Budget problems in recent years starved the designated mental health agencies of money to fund mobile crisis units, but the Legislature this year deployed new funding to redevelop those services, according to the administration.

Mental health advocates and civil libertarians pressured Gov. Peter Shumlin last week to call for a moratorium on Taser use in Vermont and adopt new Taser policies, but Shumlin rejected the idea.

“The notion that we stop using Tasers in Vermont I think would result in police officers having to use bullets more than Tasers, and that’s not such a great idea,” said Shumlin.

Floyd Nease, the executive director of the Vermont Association for Mental Health, said he and other advocates didn’t expect the governor to agree when they held a news conference last week outlining steps they want Vermont to take to reduce the risks from Tasers.

“The purpose was to hope for a moratorium knowing we probably wouldn’t get one but also to make the public aware that Taser use is not benign, that whatever Mr. Mason was or wasn’t doing he didn’t deserve the death penalty,” said Nease.

Nease said he doesn’t plan to push for legislation related to Tasers next year when lawmakers reconvene. He said he would prefer the administration form a task force “made up of citizens, some people with lived experience of mental illness, police officers, state’s attorneys, and sit down and really look at Taser use in Vermont and then recommend a policy.”
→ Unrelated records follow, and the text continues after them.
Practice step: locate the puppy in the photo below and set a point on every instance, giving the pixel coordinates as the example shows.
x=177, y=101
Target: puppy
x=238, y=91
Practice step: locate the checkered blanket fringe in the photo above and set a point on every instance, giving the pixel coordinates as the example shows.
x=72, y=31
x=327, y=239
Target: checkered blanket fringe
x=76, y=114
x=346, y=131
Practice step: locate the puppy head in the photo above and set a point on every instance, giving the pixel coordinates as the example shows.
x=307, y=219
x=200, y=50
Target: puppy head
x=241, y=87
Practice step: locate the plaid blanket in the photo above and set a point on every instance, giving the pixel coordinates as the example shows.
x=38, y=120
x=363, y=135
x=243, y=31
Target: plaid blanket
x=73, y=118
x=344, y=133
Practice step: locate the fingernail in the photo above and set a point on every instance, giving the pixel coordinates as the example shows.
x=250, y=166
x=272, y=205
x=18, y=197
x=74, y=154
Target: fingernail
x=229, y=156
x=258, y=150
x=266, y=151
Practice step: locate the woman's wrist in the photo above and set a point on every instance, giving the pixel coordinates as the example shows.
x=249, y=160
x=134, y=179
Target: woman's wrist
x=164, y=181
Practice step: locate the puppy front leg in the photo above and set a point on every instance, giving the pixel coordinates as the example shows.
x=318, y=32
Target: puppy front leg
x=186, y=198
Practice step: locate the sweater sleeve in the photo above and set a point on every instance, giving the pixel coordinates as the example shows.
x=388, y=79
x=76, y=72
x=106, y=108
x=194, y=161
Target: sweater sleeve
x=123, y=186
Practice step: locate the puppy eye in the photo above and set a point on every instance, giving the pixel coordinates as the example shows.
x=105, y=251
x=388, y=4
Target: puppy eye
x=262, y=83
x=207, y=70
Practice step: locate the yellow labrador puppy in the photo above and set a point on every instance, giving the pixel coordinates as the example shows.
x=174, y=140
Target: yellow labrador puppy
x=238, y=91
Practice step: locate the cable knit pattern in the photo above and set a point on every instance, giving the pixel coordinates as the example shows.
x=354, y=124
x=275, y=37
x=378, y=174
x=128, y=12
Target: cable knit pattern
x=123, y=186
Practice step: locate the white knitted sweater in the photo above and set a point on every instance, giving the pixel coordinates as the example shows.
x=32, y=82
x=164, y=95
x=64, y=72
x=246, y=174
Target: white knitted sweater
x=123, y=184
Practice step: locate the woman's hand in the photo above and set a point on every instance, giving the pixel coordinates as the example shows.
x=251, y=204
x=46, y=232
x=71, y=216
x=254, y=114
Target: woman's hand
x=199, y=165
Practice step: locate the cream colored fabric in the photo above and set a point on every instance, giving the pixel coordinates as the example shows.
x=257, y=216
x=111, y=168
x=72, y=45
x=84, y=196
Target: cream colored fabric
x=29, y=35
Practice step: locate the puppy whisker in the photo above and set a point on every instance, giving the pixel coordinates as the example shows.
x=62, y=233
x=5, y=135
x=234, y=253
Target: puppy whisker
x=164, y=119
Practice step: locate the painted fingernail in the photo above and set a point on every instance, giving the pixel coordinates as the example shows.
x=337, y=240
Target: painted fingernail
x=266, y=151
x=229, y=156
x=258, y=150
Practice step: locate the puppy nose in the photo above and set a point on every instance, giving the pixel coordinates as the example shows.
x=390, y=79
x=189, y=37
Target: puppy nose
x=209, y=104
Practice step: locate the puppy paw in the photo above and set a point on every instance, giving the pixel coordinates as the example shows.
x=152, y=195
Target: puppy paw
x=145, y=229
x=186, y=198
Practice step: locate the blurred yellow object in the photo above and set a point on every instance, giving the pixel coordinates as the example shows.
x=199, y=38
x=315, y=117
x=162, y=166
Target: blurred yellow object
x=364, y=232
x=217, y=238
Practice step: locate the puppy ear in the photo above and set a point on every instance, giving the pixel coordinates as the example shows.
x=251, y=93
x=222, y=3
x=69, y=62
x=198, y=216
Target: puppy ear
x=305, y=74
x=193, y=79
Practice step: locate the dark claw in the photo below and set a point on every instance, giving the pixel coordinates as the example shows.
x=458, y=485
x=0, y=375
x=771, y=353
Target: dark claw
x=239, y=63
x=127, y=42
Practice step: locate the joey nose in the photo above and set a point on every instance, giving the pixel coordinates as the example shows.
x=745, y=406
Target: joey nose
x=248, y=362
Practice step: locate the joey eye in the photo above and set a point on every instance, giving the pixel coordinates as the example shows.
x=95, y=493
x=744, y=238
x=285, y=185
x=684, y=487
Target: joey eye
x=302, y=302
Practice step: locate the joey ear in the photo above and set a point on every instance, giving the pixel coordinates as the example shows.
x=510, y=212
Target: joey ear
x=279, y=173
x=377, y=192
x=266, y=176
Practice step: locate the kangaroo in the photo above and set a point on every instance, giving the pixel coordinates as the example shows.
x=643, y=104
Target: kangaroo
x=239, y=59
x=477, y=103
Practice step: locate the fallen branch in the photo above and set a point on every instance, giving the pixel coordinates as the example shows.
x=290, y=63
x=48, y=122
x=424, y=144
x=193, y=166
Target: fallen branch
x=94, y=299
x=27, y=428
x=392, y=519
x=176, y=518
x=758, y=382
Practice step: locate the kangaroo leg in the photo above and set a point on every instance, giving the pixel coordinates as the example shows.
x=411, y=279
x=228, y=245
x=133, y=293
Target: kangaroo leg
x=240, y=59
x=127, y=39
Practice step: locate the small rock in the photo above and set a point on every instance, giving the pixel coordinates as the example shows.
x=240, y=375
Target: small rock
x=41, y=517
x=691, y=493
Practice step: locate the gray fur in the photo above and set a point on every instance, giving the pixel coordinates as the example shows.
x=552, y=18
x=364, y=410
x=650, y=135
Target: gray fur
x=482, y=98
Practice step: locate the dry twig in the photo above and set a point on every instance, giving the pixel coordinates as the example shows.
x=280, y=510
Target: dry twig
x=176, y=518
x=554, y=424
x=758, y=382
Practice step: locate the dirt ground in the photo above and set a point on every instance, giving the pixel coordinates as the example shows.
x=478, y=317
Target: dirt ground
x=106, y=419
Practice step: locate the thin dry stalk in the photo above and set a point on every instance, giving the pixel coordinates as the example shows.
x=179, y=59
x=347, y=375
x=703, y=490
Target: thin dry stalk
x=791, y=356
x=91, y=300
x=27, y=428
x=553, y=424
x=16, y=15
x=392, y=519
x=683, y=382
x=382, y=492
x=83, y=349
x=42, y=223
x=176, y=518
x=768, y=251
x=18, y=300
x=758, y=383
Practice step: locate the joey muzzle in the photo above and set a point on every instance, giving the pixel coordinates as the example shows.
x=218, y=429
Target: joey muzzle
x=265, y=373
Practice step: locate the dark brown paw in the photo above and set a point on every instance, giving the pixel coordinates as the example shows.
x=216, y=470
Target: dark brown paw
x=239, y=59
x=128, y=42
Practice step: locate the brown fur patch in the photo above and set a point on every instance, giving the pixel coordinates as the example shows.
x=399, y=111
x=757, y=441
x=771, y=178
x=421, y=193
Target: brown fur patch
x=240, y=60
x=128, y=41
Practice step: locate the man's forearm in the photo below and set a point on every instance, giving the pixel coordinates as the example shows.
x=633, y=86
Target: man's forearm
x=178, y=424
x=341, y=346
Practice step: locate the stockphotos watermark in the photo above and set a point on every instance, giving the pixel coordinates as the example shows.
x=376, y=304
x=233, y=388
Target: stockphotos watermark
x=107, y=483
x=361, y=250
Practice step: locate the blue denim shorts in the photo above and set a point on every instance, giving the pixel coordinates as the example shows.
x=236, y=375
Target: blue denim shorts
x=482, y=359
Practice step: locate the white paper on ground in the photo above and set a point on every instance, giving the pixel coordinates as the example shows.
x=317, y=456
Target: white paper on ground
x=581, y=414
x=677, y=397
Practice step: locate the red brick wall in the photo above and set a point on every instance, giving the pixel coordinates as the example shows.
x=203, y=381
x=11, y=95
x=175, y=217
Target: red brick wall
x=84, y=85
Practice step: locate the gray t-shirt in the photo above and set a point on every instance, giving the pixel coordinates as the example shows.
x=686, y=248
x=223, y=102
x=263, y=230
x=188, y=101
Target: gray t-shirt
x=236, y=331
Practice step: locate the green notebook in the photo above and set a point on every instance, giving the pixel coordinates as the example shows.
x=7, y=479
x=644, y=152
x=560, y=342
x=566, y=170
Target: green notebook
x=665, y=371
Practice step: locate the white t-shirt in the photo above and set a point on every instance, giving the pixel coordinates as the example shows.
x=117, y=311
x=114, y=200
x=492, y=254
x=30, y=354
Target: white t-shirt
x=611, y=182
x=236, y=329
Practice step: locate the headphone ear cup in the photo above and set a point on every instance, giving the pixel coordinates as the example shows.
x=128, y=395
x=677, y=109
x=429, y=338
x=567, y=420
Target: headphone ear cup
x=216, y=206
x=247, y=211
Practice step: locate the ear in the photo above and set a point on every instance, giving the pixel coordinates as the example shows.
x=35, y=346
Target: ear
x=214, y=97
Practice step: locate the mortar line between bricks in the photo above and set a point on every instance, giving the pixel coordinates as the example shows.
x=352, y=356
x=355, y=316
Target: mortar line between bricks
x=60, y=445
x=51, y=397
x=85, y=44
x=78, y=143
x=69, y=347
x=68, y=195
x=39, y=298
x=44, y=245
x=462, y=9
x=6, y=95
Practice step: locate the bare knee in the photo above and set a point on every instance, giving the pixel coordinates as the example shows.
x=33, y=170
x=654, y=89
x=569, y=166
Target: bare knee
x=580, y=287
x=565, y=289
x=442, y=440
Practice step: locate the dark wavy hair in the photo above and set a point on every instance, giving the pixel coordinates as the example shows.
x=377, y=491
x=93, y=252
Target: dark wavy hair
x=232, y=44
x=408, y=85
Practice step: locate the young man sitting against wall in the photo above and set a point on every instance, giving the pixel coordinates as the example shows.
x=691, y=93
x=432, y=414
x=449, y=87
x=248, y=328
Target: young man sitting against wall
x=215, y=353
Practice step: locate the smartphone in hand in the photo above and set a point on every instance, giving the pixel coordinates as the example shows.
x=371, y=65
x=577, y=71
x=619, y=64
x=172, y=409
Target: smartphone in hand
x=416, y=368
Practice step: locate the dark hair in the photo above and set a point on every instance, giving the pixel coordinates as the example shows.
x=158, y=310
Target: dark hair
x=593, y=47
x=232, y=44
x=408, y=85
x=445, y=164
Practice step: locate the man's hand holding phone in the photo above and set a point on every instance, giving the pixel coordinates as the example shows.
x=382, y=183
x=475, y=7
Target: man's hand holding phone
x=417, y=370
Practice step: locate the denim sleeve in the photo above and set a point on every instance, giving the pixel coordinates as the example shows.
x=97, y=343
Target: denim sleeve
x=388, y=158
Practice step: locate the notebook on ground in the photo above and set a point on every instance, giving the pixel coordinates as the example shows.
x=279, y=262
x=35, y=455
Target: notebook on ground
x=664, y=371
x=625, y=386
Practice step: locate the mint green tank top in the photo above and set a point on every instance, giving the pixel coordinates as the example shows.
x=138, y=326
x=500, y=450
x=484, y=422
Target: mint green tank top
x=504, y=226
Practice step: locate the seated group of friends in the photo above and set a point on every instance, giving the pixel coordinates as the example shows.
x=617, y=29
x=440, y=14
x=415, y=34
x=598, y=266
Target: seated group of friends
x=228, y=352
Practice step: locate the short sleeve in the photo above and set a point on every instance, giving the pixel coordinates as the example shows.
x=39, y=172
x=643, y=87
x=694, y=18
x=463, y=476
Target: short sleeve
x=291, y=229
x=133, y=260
One mental health advocate, meanwhile, is trying to keep the pressure on Shumlin to agree to a temporary ban on Tasers.

Morgan Brown, an advocate who weighs in frequently on issues facing Vermont’s mental health community, started a petition last week that urges Shumlin to agree to a moratorium.

“The hope is people who are aware of it have a means to register to the governor through means of the petition what they want,” said Brown, who created the petition at SignOn.org two days after the American Civil Liberties Union, the Mental Health Law Project and others held the news conference and urged a Taser timeout. “Hopefully, that will register with the governor.”

Monday afternoon the petition had 29 signatures.

Brown said Monday’s announcement was a good step but believes a moratorium is still needed to protect Vermonters.

“Even with what we’ll have in 48 hours, it’s going to be limited,” said Brown. “They’re still going to have Tasers out there.”

Advocates calling for a moratorium have a list of steps they want taken, including having Tasers considered deadly force, having an independent civilian body review police use of deadly force, and instituting a statewide uniform standard for use of force.

Officials at the Department of Public Safety have said that once they thoroughly evaluate the Mason case they will determine whether changes to state police Taser policies are needed.